I think the district court decision that Silberman overruled actually had the better approach. Essentially, that opinion concluded that where government actors closely supervise contractors, the contractors are effectively operating as an arm of government and are following orders of governmental officials, and so should get the benefit of immunity. But when contractors lack such supervision and oversight, and are therefore operating largely on their own, the immunity should not automatically apply. Thus, the district court judge determined that the contract translators at the prison were entitled to immunity, but the contract interrogators were not.
This sort of nuanced distinction seems to me to be an entirely reasonable and workable approach to immunity issues. I think there is a good parallel in the domestic context, where the U.S. Supreme Court (in Richardson v. McKnight) has allowed tort litigation to proceed against private prison guards based on their discretionary activities.

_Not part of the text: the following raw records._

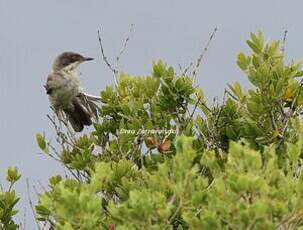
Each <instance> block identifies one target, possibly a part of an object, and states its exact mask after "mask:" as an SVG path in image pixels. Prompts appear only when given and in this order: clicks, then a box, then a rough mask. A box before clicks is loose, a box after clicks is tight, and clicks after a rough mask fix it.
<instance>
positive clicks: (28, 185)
mask: <svg viewBox="0 0 303 230" xmlns="http://www.w3.org/2000/svg"><path fill="white" fill-rule="evenodd" d="M26 190H27V197H28V202H29V205H30V207H31V210H32V213H33V216H34V217H35V220H36V212H35V208H34V205H33V202H32V198H31V195H30V189H29V179H28V178H26ZM36 224H37V227H38V229H40V226H39V223H38V221H37V220H36Z"/></svg>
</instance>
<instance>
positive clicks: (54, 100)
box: [44, 52, 98, 132]
mask: <svg viewBox="0 0 303 230" xmlns="http://www.w3.org/2000/svg"><path fill="white" fill-rule="evenodd" d="M91 60H93V58H89V57H83V56H82V55H80V54H77V53H74V52H64V53H62V54H60V55H59V56H58V57H56V59H55V61H54V63H53V66H52V70H51V72H50V74H49V75H48V77H47V82H46V85H45V86H44V87H45V89H46V93H47V94H48V95H49V100H50V103H51V106H52V107H53V109H54V110H55V112H56V114H57V115H58V117H61V118H62V116H64V118H65V119H67V121H69V123H70V124H71V126H72V127H73V129H74V130H75V131H76V132H81V131H82V130H83V128H84V126H89V125H91V124H92V118H96V117H97V105H96V104H95V103H94V102H95V101H96V100H98V98H97V97H94V96H89V95H86V94H85V93H84V92H82V89H81V87H80V77H79V73H78V71H77V70H76V68H77V67H78V66H79V65H80V64H81V63H83V62H85V61H91Z"/></svg>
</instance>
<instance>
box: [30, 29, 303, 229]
mask: <svg viewBox="0 0 303 230" xmlns="http://www.w3.org/2000/svg"><path fill="white" fill-rule="evenodd" d="M247 44H248V46H249V47H250V48H251V53H250V54H248V55H246V54H243V53H240V54H239V55H238V58H237V64H238V66H239V67H240V69H241V70H242V71H243V73H244V74H245V76H246V77H247V78H248V80H249V82H250V83H251V84H252V85H253V86H252V88H251V89H250V90H248V91H245V90H243V89H242V88H241V86H240V84H239V83H237V82H236V83H235V84H233V85H228V89H226V91H225V95H224V99H223V102H222V103H219V102H216V103H214V104H212V105H209V103H208V102H207V100H206V99H205V98H204V95H203V91H202V90H201V89H200V88H199V87H197V86H195V82H194V81H193V79H192V77H191V75H190V74H186V73H182V74H178V73H176V72H175V70H174V69H173V68H172V67H169V66H167V65H166V64H165V63H164V62H162V61H159V62H157V63H154V65H153V69H152V73H151V75H149V76H141V77H134V76H130V75H128V74H125V73H121V74H120V77H119V79H118V83H117V85H116V86H108V87H106V88H105V90H103V91H102V92H101V98H102V99H101V101H102V105H101V107H100V122H98V123H96V124H94V129H93V130H92V131H91V132H90V133H88V134H83V135H82V136H80V137H77V138H74V139H72V138H68V137H66V138H65V139H63V141H62V142H61V143H62V144H61V150H60V152H59V154H58V157H59V160H60V161H61V162H63V164H64V165H65V166H66V168H67V169H68V170H69V171H70V172H72V175H73V176H70V177H68V178H62V177H61V176H54V177H52V178H51V179H50V184H49V186H50V190H49V191H48V192H44V193H41V194H40V196H39V203H38V205H37V206H36V210H37V214H38V220H39V221H41V222H47V223H48V224H49V225H50V226H53V227H55V228H57V229H88V230H90V229H296V228H299V227H300V226H301V227H302V224H303V195H302V194H303V177H302V174H301V164H302V122H301V121H300V112H301V108H302V104H303V91H302V90H301V89H302V81H301V77H302V76H303V72H302V71H301V66H300V63H295V62H291V63H285V60H284V55H283V52H282V51H281V49H280V44H279V42H278V41H272V42H269V43H266V42H265V41H264V38H263V35H262V33H260V32H258V33H256V34H251V37H250V40H248V41H247ZM37 139H38V143H39V146H40V147H41V149H42V150H43V151H44V152H45V153H46V154H48V155H51V153H50V149H49V145H50V143H49V142H47V141H46V140H45V138H44V137H43V136H41V135H38V138H37ZM70 139H72V140H71V142H70V143H68V140H70ZM64 140H65V141H64Z"/></svg>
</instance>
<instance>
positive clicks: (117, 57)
mask: <svg viewBox="0 0 303 230" xmlns="http://www.w3.org/2000/svg"><path fill="white" fill-rule="evenodd" d="M134 26H135V25H134V24H131V26H130V29H129V33H128V35H127V37H126V39H125V41H124V43H123V46H122V48H121V50H120V52H119V54H118V56H117V57H116V62H117V64H116V69H118V70H119V61H120V58H121V56H122V55H123V53H124V52H125V50H126V47H127V44H128V42H129V39H130V37H131V35H132V33H133V31H134Z"/></svg>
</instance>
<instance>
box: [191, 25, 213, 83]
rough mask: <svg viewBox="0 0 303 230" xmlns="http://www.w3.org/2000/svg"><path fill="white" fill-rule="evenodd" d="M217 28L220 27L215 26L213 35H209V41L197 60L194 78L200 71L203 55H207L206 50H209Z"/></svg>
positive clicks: (211, 33)
mask: <svg viewBox="0 0 303 230" xmlns="http://www.w3.org/2000/svg"><path fill="white" fill-rule="evenodd" d="M217 30H218V28H217V27H215V29H214V31H213V32H212V33H211V35H210V37H209V39H208V42H207V43H206V46H205V47H204V49H203V51H202V53H201V54H200V56H199V58H198V60H197V63H196V66H195V68H194V70H193V72H192V76H193V80H196V76H197V71H198V69H199V67H200V65H201V62H202V59H203V57H204V56H205V54H206V52H207V50H208V48H209V45H210V43H211V41H212V39H213V38H214V36H215V34H216V32H217Z"/></svg>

Moreover, this approach is particularly justified when the underlying conduct that serves as the basis for the claim is torture or another egregious violation of international law. An Obama administration brief recently made this point in Al-Shimari, a Fourth Circuit case similar to Saleh, in which an en banc panel dismissed appeals from a pair of district court decisions that denied contractors’ motions to dismiss two suits arising from the Abu Ghraib prison abuse.